Самой главной, конечно же, была проблема мирного договора, вернее, ультиматума союзных держав. К 27 сентября они несколько смягчили требования, отказавшись от претензий на форты Жу и Эклюз в горах Юра и Шарлемон в Арденнах, сократили размер контрибуции с 800 до 700 миллионов франков, а срок военной оккупации с семи до пяти лет. Произошло это явно благодаря вмешательству Александра I, которого Ришельё поблагодарит в письме от 17 октября.

(Незадолго до своего отъезда из Парижа, состоявшегося 29 сентября, царь принял Ришельё и якобы вручил ему карту Франции со словами: «Вот Франция, какой они ее сделали, но здесь еще недостает моей подписи». Ламартин в своей «Истории Реставрации» еще более приукрашивает этот эпизод, вкладывая в уста царя, в самом деле склонного к позерству, слова: «Сохраните эту карту, которую я восстановил для вас одного; в будущем она станет свидетельством ваших услуг, моей дружбы к Франции и лучшим доказательством благородства вашего дома».)

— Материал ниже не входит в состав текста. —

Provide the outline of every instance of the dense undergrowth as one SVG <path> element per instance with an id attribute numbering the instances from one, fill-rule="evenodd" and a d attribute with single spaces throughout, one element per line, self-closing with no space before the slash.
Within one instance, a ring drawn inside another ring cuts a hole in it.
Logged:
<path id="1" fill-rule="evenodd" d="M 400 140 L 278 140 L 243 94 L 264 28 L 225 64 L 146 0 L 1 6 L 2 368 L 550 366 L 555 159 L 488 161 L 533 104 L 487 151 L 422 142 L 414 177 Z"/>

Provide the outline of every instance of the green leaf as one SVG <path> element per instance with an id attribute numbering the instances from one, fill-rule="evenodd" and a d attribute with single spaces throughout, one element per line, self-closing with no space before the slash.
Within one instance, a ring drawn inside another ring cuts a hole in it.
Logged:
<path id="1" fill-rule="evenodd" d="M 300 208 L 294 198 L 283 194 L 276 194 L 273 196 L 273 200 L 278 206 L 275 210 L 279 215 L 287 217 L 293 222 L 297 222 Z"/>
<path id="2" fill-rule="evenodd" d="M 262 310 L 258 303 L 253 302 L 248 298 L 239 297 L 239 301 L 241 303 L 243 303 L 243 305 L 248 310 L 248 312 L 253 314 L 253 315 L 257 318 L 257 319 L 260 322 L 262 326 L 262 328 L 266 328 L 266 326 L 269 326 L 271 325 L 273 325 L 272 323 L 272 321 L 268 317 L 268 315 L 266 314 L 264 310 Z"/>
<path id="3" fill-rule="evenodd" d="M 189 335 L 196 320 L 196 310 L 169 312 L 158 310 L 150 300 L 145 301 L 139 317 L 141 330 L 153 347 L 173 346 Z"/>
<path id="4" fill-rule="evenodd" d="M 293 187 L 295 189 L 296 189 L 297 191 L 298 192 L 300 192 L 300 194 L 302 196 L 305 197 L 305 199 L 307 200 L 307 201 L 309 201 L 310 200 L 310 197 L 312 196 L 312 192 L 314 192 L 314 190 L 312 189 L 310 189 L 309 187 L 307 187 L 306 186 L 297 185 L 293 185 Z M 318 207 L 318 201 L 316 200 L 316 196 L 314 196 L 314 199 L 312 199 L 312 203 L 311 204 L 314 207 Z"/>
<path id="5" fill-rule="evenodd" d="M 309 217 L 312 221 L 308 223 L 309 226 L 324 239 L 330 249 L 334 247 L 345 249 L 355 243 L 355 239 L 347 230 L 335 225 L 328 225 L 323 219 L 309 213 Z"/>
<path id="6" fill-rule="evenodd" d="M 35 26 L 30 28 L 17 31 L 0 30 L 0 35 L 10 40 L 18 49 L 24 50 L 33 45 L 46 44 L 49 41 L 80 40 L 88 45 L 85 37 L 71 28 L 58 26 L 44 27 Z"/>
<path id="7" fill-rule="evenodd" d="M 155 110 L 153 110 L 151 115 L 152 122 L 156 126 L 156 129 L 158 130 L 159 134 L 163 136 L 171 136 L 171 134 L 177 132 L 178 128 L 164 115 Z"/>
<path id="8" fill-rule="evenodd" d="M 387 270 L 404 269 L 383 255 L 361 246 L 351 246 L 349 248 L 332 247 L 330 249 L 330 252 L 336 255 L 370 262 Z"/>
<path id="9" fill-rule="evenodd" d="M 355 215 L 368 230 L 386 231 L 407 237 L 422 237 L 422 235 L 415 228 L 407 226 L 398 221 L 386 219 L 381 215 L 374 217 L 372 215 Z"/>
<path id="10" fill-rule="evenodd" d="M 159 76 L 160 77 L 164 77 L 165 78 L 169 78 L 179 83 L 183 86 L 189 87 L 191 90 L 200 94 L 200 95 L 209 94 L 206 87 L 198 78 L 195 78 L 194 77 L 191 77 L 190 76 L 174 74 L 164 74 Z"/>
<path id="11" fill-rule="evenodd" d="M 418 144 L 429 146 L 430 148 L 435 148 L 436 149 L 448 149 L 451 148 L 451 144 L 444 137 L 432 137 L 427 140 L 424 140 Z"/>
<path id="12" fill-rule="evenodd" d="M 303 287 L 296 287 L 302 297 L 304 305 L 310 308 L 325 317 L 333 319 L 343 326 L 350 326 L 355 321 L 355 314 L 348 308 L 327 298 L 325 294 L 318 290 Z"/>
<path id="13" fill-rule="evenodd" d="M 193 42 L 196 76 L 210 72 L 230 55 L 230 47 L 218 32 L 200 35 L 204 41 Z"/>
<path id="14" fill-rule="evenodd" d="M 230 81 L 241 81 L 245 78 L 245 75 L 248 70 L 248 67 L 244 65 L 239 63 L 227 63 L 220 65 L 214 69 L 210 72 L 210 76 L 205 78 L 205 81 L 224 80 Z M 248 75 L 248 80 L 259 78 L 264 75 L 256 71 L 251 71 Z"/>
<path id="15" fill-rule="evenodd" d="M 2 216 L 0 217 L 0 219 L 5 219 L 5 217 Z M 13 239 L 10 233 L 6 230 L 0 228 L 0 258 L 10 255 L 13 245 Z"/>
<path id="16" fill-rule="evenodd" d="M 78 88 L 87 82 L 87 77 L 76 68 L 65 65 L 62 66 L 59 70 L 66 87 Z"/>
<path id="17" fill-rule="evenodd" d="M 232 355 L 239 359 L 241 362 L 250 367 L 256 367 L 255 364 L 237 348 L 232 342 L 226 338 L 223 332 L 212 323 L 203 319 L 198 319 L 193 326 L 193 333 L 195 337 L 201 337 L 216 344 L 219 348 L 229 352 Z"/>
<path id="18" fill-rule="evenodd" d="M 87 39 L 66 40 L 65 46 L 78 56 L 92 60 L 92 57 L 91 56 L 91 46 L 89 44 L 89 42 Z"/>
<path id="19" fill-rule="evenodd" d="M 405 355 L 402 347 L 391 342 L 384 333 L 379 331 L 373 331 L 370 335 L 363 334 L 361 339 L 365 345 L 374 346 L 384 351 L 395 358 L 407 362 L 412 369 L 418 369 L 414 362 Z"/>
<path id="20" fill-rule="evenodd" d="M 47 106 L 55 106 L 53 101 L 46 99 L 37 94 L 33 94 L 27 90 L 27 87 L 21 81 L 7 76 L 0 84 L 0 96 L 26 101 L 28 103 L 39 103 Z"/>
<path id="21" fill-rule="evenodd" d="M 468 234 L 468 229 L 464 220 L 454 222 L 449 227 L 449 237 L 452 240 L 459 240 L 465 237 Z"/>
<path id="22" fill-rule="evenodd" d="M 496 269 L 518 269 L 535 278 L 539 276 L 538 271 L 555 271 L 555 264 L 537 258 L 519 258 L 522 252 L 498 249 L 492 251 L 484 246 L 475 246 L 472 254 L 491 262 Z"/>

Вместе с тем это заступничество способствовало зарождению ложного представления о том, будто премьер-министр Ришельё — марионетка русского царя. В салонах Сен-Жерменского предместья даже распространяли карикатуру, на которой Дюк был изображен с хартией в одной руке и кнутом в другой. Однако лорд Каслри, поначалу также встревожившийся из-за нескрываемых дружеских связей между Ришельё и Александром, быстро успокоился и заговорил о его «умеренности» и «здравомыслии». Герцог Веллингтон тоже состоял с Дюком в хороших отношениях. Уже 29 сентября Ришельё добился новых уступок: сохранил за Францией города Конде во Фландрии и Живе в Арденнах, предотвратил австрийскую оккупацию Страсбурга, который могли стереть с лица земли, сохранил несколько французских гарнизонов в оккупированной зоне и, наконец, сократил срок оккупации до трех лет. Взамен союзники потребовали повысить контрибуцию до 800 миллионов франков.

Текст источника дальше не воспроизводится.